« Ana Sayfa »      « İlkelerimiz »

BAŞBUĞ TÜRKEŞ

ELMALILI HAMDİ YAZIR MEÂLİ

İrfan YÜCEL

Alparslan TÜRKEŞ

Alparslan TÜRKEŞ

Seyid Ahmed ARVASÎ

Ayhan TUĞCUGİL

M. Metin KAPLAN

Namık Kemal ZEYBEK

Prof. Dr. İBRAHİM TELLİOĞLU

07 Kas

2022

Dünya

Dücane Cündioğlu 01 Ocak 1970

- Ben bütün bunları niye yaptım, hâlâ bilmiyorum.
Niye kendimi bu yalnızlığa mahkum ettim?
Niye ailemin beni terk etmesini engelleyemedim?
Niye hayatımı boş hayaller için yok ettim?
Bilmiyorum.

İnanmış bir adamın soruları ve yanıtları bunlar, bilmiyorum’la başlayıp bilmiyorum’la biten can acıtıcı bir muhasebeden artakalan birkaç hesap müsvettesi.

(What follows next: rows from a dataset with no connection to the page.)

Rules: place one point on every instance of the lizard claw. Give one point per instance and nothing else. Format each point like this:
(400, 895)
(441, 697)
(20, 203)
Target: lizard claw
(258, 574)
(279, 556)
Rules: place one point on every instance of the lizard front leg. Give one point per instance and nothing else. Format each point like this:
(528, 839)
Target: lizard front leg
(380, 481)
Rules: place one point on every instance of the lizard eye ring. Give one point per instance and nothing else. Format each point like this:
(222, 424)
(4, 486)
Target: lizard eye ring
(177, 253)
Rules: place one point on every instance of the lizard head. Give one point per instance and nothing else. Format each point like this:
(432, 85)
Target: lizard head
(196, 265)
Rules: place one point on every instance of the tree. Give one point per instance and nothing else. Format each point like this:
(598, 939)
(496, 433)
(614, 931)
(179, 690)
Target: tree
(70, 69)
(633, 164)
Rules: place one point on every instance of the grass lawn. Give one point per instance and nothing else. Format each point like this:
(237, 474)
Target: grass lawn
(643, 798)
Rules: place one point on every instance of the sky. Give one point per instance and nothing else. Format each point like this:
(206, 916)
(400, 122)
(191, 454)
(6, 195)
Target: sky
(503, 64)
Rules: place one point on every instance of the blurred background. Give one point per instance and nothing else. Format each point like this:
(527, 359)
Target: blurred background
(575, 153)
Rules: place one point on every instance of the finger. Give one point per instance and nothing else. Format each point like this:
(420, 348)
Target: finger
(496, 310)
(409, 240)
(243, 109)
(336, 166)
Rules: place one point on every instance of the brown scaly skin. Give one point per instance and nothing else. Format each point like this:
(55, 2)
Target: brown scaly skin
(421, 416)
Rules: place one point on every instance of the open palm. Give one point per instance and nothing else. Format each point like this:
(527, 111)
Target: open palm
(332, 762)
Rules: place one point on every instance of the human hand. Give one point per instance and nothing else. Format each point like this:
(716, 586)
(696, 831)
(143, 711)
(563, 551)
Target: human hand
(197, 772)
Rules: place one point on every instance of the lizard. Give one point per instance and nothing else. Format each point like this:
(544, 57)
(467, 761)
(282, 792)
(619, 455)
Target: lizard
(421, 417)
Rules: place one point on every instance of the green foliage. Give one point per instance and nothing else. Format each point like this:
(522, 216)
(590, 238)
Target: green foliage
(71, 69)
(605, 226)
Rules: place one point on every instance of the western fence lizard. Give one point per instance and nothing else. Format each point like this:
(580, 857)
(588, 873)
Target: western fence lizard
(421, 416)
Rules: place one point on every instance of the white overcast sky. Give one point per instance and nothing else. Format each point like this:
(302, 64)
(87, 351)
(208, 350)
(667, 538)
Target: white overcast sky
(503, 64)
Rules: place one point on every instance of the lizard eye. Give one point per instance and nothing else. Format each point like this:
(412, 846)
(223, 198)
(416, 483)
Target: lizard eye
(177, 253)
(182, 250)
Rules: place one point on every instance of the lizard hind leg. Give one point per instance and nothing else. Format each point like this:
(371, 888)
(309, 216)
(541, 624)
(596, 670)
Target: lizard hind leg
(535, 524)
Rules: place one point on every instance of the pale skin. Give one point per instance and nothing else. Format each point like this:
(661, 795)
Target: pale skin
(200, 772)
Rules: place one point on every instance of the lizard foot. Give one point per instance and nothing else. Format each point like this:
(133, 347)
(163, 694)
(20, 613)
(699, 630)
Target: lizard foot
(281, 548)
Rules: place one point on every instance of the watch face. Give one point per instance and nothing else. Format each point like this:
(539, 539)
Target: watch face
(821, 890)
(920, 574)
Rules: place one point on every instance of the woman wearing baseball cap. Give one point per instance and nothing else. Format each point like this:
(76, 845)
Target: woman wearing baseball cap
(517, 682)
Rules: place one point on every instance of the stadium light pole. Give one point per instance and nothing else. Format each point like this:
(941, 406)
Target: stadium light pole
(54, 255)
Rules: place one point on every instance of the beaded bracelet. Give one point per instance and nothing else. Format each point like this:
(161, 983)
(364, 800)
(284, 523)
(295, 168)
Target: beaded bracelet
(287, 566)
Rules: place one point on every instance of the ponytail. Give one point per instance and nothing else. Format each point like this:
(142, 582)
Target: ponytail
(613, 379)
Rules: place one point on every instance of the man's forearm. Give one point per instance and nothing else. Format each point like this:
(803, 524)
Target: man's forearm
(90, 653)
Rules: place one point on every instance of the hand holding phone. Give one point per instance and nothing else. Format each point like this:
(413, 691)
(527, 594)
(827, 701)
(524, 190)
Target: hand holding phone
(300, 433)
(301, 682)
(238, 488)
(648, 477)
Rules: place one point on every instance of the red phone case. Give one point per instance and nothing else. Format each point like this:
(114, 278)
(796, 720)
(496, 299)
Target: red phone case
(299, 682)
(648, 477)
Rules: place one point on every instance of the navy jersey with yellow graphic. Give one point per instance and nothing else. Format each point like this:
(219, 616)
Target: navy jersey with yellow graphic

Dudak bükme, bu yaşamda bilmiyorum demenin hakkını öyle kolay kolay veremezsin, önce inanacaksın, hem de körükörüne, her türlü çıkardan, her türlü hesaptan âzade, tüm saflığınla, tüm masumiyetinle inanacaksın, ki adam gibi hakkıyla bilmiyorum diyebilesin, utanmadan, evet yanıldım yenildim diye itiraf edebilesin.

Tutkunun bedelidir bilmiyorum demek, boş hayallerin ve inanmanın. Bilemezsin bu yüzden, ne olup bittiğini hiç anlayamazsın, kazanamazsın asla, asla bilemezsin. Yenemezsin, hep yenilirsin, hem de adam gibi, aslan gibi, çoğu kez kanatları kırılmış bir kartal gibi yenilirsin, yanılırsın, hayallerine inat biteviye yükseklerden düşersin ama yine de niye yenildiğini, niye yanıldığını bilemezsin.

İnanmış adamlara has bir destanın adıdır yanılgı.

- Sonunda elime geçen ne biliyor musun?
Koskoca bir hiç!
Sadece üç-beş öğrenci mektubu, ve içinden çıkan fotoğraflar.

Koskoca bir hiç.
Onca uğraşının sonucu bir hiç.

Lakin yine de taliplerine, hem de bıkmadan usanmadan, bir hiç uğruna cihanı satmanın, bir hiç uğruna elindeki sükkeri ayruğa sunup ağuyu kendi yutmanın adının aşk olduğunu öğretir bu toprağın ustaları.

İrfan insanın hayallerine hürmet etmekle başlar; hayallerine, yani yanılgılarına.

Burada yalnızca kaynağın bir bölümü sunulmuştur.